Khan Muhammad, Javier Del Ser, Naercio Magaia, et al., “Communication Technologies for Edge Learning and Inference: A Novel Framework, Open Issues, and Perspectives”, in IEEE Network Magazine, 2022.

With the continuous advancement of smart devices and their demand for data, the complex computation that was previously exclusive to the cloud server is now moving towards the edge of the network. Due to numerous reasons (e.g., applications demanding low latencies and data privacy), data-based computation has been brought closer to the originating source, forging the Edge Computing paradigm. Together with Machine Learning, Edge Computing has turned into a powerful local decision-making tool, thus fostering the advent of Edge Learning. The latter, however, has become delay-sensitive as well as resource-thirsty in terms of hardware and networking.
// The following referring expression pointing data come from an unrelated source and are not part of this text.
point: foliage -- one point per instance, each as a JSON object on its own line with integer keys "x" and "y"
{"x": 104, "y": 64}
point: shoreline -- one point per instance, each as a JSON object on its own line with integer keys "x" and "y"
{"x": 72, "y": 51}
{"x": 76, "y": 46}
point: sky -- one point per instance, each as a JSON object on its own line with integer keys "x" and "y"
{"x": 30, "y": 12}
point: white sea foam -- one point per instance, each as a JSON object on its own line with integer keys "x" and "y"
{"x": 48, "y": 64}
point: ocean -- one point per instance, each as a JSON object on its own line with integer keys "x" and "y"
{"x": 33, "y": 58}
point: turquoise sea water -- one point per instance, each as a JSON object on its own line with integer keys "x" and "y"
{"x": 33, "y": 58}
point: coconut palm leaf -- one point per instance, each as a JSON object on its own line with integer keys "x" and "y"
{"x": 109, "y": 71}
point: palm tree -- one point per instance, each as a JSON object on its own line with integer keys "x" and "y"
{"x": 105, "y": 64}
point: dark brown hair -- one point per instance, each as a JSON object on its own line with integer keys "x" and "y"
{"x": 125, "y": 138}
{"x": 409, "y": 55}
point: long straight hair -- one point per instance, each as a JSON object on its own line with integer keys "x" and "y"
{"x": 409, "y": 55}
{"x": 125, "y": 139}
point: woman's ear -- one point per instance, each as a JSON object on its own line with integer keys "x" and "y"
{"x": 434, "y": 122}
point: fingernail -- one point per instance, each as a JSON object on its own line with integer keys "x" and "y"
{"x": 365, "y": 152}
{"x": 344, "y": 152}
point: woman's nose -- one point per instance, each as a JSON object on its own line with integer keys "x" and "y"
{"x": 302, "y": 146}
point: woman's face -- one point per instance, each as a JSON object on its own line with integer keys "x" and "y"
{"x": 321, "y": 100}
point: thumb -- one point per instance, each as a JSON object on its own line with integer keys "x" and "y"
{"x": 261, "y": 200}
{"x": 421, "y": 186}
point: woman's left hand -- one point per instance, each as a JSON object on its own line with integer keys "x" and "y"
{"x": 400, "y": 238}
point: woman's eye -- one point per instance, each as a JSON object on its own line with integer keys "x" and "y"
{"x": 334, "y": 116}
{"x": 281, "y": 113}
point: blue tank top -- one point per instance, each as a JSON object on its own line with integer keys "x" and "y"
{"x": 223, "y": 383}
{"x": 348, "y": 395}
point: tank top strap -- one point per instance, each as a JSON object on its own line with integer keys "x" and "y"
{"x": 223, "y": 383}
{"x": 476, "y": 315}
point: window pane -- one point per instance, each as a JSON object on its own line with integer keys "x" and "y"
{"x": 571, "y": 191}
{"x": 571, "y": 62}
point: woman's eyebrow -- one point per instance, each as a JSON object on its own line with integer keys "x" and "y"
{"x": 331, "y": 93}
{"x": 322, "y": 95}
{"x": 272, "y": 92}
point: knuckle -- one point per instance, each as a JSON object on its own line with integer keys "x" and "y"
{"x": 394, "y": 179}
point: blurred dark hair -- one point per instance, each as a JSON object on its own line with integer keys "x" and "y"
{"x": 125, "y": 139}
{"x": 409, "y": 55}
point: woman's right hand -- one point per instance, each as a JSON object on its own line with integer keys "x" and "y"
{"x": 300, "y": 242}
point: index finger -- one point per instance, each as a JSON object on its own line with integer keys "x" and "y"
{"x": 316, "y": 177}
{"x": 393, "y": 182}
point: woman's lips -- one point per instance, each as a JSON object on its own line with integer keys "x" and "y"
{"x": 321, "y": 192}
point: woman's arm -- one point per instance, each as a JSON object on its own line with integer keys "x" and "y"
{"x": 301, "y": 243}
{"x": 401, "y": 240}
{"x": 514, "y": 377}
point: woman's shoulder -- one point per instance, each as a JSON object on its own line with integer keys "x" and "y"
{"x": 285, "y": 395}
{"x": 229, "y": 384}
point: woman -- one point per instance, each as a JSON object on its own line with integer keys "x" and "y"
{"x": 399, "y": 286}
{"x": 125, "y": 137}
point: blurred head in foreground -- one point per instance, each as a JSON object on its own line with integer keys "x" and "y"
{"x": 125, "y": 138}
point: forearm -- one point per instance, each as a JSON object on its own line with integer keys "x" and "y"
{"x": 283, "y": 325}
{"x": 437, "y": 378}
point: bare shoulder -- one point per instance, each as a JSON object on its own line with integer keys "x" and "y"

New methods have been developed to solve or, at least, minimize these issues, as proposed in this research. In this study, we first investigate representative communication methods for edge learning and inference (ELI), focusing on data compression, latency, and resource management. Next, we propose an ELI-based video data prioritization framework which only considers the data having events and hence significantly reduces the transmission and storage resources when implemented in surveillance networks. Furthermore, in this overview, we critically examine various communication aspects related to Edge Learning by analyzing their issues and highlighting their advantages and disadvantages. Finally, we discuss challenges and present issues that are yet to be overcome.